Davalı vekili; davanın idari yargıda görülmesi gerektiğini, husumet itirazları olduğunu ve kusurlarının bulunmadığını belirterek davanın reddini talep etmiştir.
Mahkemece; bozma ilamına uyularak iddia, savunma, toplanan kanıtlara ve benimsenen bilirkişi raporuna göre; davanın kısmen kabulü ile 1.533,26 TL gelir yoksunluk zararının kaza tarihinden itibaren işleyecek yasal faiziyle birlikte davalıdan tahsiline, bozmadan önce araç hasarı için hükmedilen 8.468,61 TL hakkında karar kesinleştiğinden yeniden hesap yapılması gerekmediğine karar verilmiş; hüküm, davacı vekili ve davalı vekili tarafından temyiz etmiştir.
Mahkemece bozma ilamından önce verilen ilk kararda araç hasarı ve gelir yoksunluğu yönünden hüküm kurulmuş olup bozma ilamıyla sadece gelir yoksunluğu yönünden karar bozulmuştur. Araç hasarı yönünden verilen hüküm ise Daire tarafından bozulmayarak kesinleşmiştir. Mahkemece daha sonra bozma ilamına uyulmuş ve gelir yoksunluğu yönünden karar verilmiştir.
6100 Sayılı HMK’nun geçici 3/2. maddesi delaletiyle 1086 sayılı HUMK’nun 427. maddesinde öngörülen kesinlik sınırı 01.01.2014 tarihinden itibaren 1.890,00 TL’ye çıkarılmıştır.
Temyize konu kararda davanın kısmen kabulüyle gelir yoksunluğu yönünden davacı lehine 1.533,26 TL’ye hükmedilmiştir.
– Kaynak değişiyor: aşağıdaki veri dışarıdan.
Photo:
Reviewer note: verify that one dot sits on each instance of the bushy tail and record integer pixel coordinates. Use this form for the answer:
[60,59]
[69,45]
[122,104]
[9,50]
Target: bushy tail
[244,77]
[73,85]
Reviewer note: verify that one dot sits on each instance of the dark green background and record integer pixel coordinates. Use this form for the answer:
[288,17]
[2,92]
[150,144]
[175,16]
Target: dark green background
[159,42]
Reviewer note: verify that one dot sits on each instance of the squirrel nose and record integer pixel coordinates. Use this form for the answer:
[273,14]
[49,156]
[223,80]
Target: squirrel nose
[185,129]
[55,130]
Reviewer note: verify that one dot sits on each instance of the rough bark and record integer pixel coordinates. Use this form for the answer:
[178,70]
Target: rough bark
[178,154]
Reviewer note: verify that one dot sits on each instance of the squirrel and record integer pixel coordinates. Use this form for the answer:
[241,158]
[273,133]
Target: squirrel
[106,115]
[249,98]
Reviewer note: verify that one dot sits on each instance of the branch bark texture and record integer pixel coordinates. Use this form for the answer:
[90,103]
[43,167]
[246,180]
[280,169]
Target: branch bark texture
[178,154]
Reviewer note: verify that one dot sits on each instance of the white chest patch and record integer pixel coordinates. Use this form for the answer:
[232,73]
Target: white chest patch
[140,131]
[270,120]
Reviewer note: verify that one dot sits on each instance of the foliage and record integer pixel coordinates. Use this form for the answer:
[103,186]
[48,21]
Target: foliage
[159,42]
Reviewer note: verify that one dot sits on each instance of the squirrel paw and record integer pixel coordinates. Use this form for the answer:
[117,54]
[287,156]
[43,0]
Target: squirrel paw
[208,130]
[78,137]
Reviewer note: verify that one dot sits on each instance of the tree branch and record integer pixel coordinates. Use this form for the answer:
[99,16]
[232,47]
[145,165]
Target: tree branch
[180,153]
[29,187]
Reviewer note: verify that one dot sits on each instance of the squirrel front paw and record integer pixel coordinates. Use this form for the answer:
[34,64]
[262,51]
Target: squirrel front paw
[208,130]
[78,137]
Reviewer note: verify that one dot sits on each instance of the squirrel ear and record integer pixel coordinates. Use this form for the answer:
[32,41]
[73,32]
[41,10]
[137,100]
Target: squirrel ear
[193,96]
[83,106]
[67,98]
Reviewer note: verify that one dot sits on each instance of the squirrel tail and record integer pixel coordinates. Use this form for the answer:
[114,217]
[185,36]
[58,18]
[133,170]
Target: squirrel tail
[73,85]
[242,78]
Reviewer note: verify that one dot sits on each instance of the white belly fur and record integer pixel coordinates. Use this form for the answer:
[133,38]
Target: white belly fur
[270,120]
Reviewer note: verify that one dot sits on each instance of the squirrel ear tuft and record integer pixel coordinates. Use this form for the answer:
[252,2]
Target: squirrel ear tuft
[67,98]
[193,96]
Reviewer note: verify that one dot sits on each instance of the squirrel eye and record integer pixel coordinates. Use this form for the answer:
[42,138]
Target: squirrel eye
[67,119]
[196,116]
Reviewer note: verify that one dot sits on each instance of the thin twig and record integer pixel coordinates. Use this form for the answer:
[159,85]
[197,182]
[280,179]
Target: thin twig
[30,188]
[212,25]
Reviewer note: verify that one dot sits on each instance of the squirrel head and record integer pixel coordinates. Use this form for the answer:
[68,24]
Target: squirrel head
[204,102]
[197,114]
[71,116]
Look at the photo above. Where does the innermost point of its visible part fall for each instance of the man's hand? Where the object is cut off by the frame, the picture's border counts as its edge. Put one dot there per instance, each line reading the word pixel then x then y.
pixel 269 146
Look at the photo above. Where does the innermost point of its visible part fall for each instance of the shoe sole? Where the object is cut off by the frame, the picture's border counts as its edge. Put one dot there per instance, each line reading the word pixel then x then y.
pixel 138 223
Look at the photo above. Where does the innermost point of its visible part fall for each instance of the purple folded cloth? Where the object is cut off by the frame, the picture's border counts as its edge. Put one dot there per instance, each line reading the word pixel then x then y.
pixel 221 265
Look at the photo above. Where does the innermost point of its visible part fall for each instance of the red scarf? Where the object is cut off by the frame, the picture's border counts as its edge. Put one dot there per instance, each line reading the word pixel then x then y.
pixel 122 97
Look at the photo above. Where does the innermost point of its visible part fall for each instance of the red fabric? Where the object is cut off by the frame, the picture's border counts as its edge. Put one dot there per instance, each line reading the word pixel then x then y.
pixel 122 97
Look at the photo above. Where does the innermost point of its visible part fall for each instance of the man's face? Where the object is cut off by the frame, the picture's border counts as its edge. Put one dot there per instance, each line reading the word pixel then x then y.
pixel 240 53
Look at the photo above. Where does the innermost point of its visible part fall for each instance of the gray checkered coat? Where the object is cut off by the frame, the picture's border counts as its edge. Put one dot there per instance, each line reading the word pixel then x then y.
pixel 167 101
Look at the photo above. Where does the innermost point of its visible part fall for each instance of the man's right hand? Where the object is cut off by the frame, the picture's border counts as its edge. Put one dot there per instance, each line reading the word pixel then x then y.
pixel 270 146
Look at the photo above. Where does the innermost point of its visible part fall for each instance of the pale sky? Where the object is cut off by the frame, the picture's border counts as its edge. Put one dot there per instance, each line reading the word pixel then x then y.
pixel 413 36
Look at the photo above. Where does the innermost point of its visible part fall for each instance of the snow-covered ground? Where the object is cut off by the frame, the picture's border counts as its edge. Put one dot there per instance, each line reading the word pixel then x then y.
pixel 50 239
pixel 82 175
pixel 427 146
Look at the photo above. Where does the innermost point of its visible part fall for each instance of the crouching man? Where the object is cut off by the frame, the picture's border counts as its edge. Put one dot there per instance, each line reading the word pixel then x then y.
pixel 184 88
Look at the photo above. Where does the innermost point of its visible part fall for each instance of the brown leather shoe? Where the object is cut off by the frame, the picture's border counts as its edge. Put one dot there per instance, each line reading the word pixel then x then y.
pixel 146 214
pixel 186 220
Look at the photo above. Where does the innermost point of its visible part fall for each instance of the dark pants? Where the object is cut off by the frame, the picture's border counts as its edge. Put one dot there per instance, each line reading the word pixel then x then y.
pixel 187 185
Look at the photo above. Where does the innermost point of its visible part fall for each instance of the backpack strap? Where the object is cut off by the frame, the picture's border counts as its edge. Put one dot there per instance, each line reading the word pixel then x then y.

Davacı tarafında ise 2.706,94 TL gelir yoksunluğu olduğu idda edilmiştir. Karara karşı davacı vekili ve davalı vekili temyiz talebinde bulunmuştur.
Temyize konu karar anılan yasanın yürürlüğünden sonra verildiğinden, verilen karar kabul ve red edilen miktar itibariyle her iki taraf yönünden kesin niteliktedir. Kesin olan kararların temyiz istemleri hakkında mahkemece bir karar verilebileceği gibi, 01.06.1990 gün 3/4 sayılı İçtihadı Birleştirme Kararı uyarınca Yargıtay’ca da temyiz isteminin reddine karar verilebileceğinden davacı vekili ve davalı vekilinin temyiz dilekçesinin reddine karar vermek gerekmiştir.
SONUÇ: Yukarıda açıklanan nedenlerle davacı vekili ve davalı vekilinin temyiz dilekçesinin hükmün taraflar yönünden kesin olması nedeniyle REDDİNE, peşin alınan harcın istek halinde temyiz eden davacı ve davalıya geri verilmesine, 01.10.2015 gününde oybirliğiyle karar verildi.